Oops, just a small mistake there. It should be

x'= γ[γ(x' + vt') - vt]

γvt = (γ² - 1)x' + γ^2 vt'

t = (γ² - 1)x'/γv + yt'

Using y = 1 / sqrt(1 - (v/c)^2), it can then be reduced further to

t = (y - 1 / y) x' / v + y t'

t / y = (1 - 1 / y^2) x' / v + t'

t / y = (1 - (1 - (v/c)^2)) x' / v + t'

t / y = x' v / c^2 + t'

t = y (t' + x' v / c^2)

 

[GrayGhost]

Blueberrynerd,

This may be the easiest way.
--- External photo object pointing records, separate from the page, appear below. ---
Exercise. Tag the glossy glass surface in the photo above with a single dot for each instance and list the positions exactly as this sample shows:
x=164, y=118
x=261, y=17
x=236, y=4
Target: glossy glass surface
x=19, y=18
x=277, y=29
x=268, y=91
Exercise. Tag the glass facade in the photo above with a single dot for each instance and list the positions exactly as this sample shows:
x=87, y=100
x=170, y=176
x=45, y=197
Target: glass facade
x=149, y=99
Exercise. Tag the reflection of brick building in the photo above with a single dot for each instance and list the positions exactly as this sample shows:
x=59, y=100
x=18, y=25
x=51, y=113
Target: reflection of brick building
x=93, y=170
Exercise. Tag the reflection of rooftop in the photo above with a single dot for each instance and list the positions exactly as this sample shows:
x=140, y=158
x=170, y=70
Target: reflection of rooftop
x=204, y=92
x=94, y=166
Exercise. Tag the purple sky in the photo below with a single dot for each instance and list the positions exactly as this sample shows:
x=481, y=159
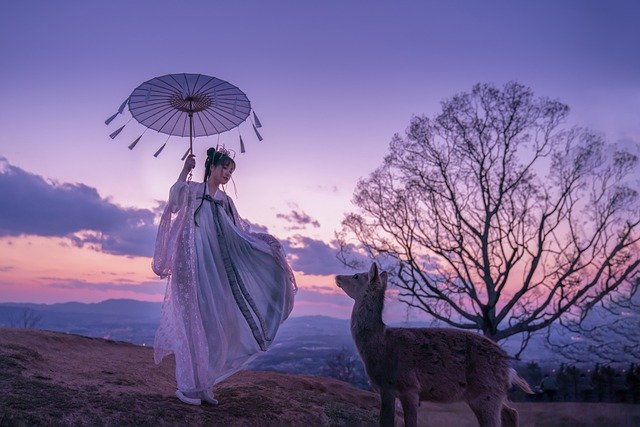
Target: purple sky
x=332, y=82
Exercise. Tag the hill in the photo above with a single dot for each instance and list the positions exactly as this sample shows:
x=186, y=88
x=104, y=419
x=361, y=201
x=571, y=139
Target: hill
x=57, y=378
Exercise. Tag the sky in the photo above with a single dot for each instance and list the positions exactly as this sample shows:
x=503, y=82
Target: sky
x=331, y=82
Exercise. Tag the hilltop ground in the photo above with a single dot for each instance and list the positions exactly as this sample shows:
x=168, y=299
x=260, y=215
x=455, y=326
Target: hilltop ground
x=55, y=378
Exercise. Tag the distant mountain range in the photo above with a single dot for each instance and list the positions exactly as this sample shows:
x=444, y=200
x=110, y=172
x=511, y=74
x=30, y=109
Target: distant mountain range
x=309, y=344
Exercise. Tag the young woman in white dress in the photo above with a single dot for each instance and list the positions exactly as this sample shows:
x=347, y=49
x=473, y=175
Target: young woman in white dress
x=228, y=288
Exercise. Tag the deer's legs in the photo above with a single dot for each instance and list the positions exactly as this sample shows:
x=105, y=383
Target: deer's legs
x=410, y=407
x=487, y=410
x=387, y=407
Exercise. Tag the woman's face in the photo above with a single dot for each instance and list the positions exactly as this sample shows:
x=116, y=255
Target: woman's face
x=221, y=174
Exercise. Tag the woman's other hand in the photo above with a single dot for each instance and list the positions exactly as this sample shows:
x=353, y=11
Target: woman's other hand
x=189, y=164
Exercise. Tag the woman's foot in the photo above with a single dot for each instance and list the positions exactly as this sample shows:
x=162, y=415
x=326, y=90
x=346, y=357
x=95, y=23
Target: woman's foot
x=207, y=396
x=188, y=400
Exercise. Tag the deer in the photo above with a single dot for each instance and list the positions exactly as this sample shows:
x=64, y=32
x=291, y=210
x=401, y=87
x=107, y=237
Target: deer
x=427, y=364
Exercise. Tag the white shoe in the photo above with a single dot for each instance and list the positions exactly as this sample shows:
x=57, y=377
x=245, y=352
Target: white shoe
x=207, y=396
x=188, y=400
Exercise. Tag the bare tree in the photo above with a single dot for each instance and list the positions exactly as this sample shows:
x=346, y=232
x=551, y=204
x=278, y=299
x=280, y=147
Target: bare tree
x=498, y=219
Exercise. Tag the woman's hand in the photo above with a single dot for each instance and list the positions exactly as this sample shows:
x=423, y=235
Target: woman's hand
x=189, y=164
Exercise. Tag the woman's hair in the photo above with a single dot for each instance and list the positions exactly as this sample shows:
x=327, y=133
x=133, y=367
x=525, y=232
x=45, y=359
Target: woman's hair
x=214, y=158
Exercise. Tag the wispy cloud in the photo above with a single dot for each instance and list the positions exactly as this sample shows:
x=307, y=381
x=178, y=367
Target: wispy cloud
x=298, y=220
x=311, y=256
x=32, y=205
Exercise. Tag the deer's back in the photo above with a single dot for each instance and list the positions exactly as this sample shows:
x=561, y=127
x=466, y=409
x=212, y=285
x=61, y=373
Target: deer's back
x=446, y=364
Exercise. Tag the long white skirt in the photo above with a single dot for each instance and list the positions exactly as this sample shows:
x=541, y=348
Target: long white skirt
x=229, y=321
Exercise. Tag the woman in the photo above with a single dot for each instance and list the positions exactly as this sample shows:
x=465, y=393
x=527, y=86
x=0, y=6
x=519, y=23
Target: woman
x=228, y=289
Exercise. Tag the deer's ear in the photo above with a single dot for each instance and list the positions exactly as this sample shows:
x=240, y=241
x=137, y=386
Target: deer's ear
x=373, y=273
x=383, y=277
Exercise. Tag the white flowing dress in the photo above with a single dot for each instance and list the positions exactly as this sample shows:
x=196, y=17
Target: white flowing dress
x=228, y=288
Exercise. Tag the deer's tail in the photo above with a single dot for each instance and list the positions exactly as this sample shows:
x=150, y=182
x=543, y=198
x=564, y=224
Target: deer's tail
x=515, y=379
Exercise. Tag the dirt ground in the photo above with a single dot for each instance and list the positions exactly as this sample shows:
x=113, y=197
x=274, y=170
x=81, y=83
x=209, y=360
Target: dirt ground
x=60, y=379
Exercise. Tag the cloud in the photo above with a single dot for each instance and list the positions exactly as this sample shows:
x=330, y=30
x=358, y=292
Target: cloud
x=299, y=219
x=310, y=256
x=32, y=205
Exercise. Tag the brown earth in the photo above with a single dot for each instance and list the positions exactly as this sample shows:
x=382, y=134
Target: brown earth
x=61, y=379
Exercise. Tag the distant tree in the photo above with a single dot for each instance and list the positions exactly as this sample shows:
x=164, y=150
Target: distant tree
x=498, y=219
x=343, y=366
x=608, y=334
x=25, y=318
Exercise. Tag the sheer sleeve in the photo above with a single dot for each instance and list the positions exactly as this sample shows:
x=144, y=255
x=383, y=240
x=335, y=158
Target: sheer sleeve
x=166, y=237
x=178, y=196
x=274, y=244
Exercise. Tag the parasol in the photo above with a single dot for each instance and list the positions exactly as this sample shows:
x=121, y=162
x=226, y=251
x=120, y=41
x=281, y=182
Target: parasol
x=187, y=105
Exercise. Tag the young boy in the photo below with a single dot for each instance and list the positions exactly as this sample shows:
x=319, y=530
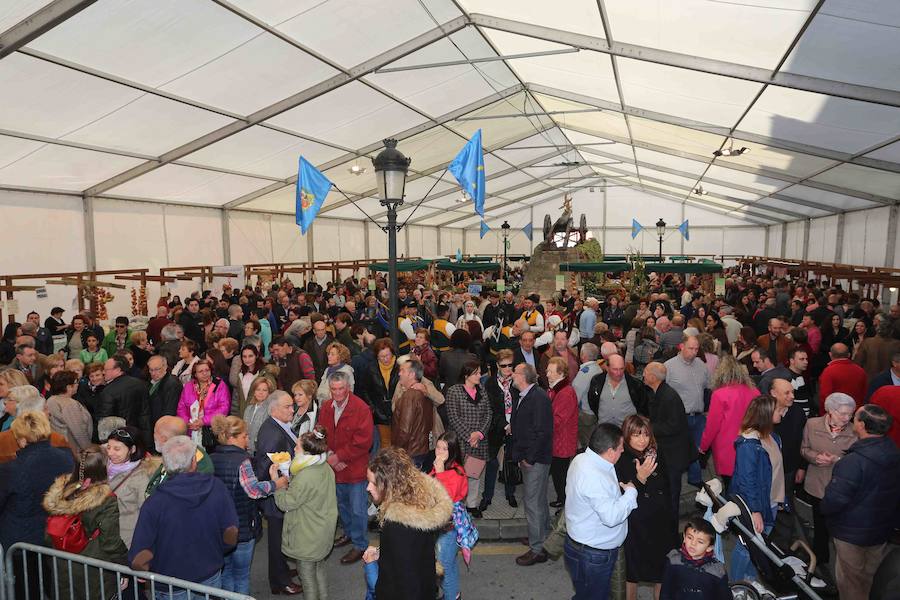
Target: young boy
x=692, y=571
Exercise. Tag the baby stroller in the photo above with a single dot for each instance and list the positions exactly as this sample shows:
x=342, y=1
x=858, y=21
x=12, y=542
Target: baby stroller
x=782, y=575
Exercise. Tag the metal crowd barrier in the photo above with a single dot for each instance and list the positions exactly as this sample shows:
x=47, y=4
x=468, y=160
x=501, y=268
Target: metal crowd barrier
x=46, y=584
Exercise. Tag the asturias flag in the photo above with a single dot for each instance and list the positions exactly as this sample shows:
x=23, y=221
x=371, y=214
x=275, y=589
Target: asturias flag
x=468, y=168
x=312, y=187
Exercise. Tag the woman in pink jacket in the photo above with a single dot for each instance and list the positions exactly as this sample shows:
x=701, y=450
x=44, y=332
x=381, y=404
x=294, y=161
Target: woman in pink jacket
x=202, y=398
x=732, y=392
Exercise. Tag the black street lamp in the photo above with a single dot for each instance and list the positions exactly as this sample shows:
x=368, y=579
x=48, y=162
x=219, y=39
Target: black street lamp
x=660, y=231
x=390, y=176
x=505, y=227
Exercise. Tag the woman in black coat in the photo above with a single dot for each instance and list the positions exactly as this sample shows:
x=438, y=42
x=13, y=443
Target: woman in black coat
x=413, y=509
x=451, y=362
x=651, y=526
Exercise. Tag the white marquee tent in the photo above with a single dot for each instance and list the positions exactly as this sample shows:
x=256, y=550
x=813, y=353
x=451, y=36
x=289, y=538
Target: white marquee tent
x=148, y=133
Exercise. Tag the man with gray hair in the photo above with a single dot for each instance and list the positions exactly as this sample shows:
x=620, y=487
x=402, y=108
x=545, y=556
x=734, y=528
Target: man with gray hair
x=27, y=399
x=191, y=515
x=587, y=420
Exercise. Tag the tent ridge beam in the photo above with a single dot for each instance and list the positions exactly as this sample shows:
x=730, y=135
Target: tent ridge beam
x=694, y=63
x=286, y=104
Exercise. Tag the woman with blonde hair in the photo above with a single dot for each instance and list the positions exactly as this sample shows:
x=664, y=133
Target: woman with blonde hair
x=232, y=465
x=413, y=510
x=338, y=356
x=732, y=392
x=257, y=411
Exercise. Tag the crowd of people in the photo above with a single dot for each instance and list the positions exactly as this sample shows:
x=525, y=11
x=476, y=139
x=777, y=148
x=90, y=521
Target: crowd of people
x=174, y=441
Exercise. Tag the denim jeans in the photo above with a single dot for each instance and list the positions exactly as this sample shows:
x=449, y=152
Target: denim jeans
x=162, y=591
x=590, y=569
x=353, y=504
x=741, y=567
x=447, y=551
x=696, y=423
x=236, y=572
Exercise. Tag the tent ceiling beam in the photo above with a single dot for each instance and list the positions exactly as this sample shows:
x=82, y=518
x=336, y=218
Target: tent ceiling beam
x=793, y=81
x=472, y=61
x=745, y=168
x=714, y=129
x=39, y=23
x=286, y=104
x=362, y=152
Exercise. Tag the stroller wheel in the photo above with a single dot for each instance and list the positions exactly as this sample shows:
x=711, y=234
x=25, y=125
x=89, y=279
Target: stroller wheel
x=744, y=590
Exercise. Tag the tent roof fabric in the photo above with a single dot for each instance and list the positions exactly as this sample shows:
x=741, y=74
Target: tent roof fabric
x=210, y=103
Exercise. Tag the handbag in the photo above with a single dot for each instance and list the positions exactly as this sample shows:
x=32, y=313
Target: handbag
x=474, y=466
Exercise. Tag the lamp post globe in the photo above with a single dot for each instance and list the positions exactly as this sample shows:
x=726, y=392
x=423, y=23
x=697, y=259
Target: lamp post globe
x=391, y=167
x=660, y=231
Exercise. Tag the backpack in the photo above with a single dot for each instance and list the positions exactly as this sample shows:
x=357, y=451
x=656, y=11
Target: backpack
x=66, y=532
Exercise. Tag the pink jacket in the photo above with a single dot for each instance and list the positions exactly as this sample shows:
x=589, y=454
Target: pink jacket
x=726, y=410
x=218, y=401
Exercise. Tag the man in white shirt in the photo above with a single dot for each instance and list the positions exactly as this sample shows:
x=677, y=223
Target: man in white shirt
x=597, y=509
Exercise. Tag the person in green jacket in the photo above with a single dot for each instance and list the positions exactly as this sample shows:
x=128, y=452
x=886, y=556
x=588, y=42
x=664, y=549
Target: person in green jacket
x=86, y=492
x=93, y=353
x=119, y=338
x=165, y=429
x=310, y=512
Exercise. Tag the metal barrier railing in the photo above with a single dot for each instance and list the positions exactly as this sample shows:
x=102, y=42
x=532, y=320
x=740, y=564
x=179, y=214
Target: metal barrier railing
x=80, y=571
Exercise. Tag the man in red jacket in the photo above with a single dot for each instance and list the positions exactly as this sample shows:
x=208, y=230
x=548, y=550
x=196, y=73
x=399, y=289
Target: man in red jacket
x=348, y=425
x=842, y=375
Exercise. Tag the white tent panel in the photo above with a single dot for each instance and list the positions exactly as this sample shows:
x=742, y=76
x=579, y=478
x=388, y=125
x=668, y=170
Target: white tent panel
x=822, y=239
x=820, y=120
x=794, y=240
x=864, y=179
x=372, y=28
x=742, y=241
x=175, y=183
x=46, y=221
x=250, y=237
x=774, y=248
x=58, y=167
x=851, y=41
x=288, y=245
x=252, y=76
x=150, y=41
x=263, y=151
x=708, y=29
x=352, y=116
x=865, y=237
x=193, y=236
x=690, y=94
x=129, y=234
x=44, y=99
x=149, y=125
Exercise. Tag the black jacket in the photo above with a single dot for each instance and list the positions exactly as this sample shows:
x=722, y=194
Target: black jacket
x=126, y=397
x=532, y=427
x=670, y=427
x=636, y=389
x=271, y=438
x=862, y=501
x=164, y=399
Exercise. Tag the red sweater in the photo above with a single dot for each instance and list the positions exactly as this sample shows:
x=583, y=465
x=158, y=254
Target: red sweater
x=351, y=440
x=842, y=375
x=454, y=481
x=565, y=419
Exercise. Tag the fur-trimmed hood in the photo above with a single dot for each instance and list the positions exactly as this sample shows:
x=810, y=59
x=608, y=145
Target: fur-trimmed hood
x=436, y=514
x=55, y=504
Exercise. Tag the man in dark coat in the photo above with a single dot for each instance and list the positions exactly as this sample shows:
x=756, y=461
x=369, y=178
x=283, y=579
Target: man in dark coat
x=862, y=502
x=165, y=389
x=124, y=396
x=670, y=427
x=275, y=436
x=532, y=447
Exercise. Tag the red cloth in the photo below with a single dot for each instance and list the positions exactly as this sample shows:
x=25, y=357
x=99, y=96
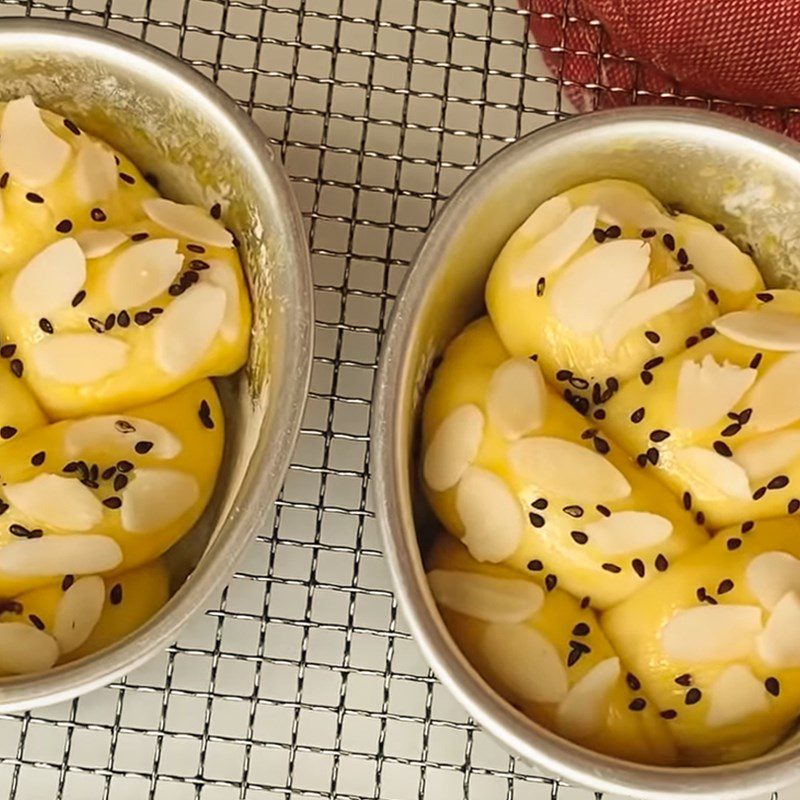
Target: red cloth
x=618, y=52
You start with this ...

. x = γ(x' + vt')

and since x = ct, then ...

. x = γ(x' + vt')
. ct = γ(x' + vt')

and t' = x'/c, so ...

. ct = γ(x' + vt')
. ct = γ(x' + v(x'/c)

and x' = ct', so ...

. ct = γ(x' + vx'/c)
. ct = γ(ct' + vx'/c)

dividing thru by c ...

. t = γ(t' + vx'/c²))

GrayGhost

 

[DrGreg]

...and since x = ct, then ...

Er, why should that be? The Lorentz transform applies to all values of x and t, not just the subset you consider.

 

[blueberrynerd]

Oops, just a small mistake there. It should be

x'= γ[γ(x' + vt') - vt]

γvt = (γ² - 1)x' + γ^2 vt'

t = (γ² - 1)x'/γv + yt'

Using y = 1 / sqrt(1 - (v/c)^2), it can then be reduced further to

t = (y - 1 / y) x' / v + y t'

t / y = (1 - 1 / y^2) x' / v + t'

t / y = (1 - (1 - (v/c)^2)) x' / v + t'

t / y = x' v / c^2 + t'

t = y (t' + x' v / c^2)

This reply is almost a month delayed, but THANK YOU! You helped a lot!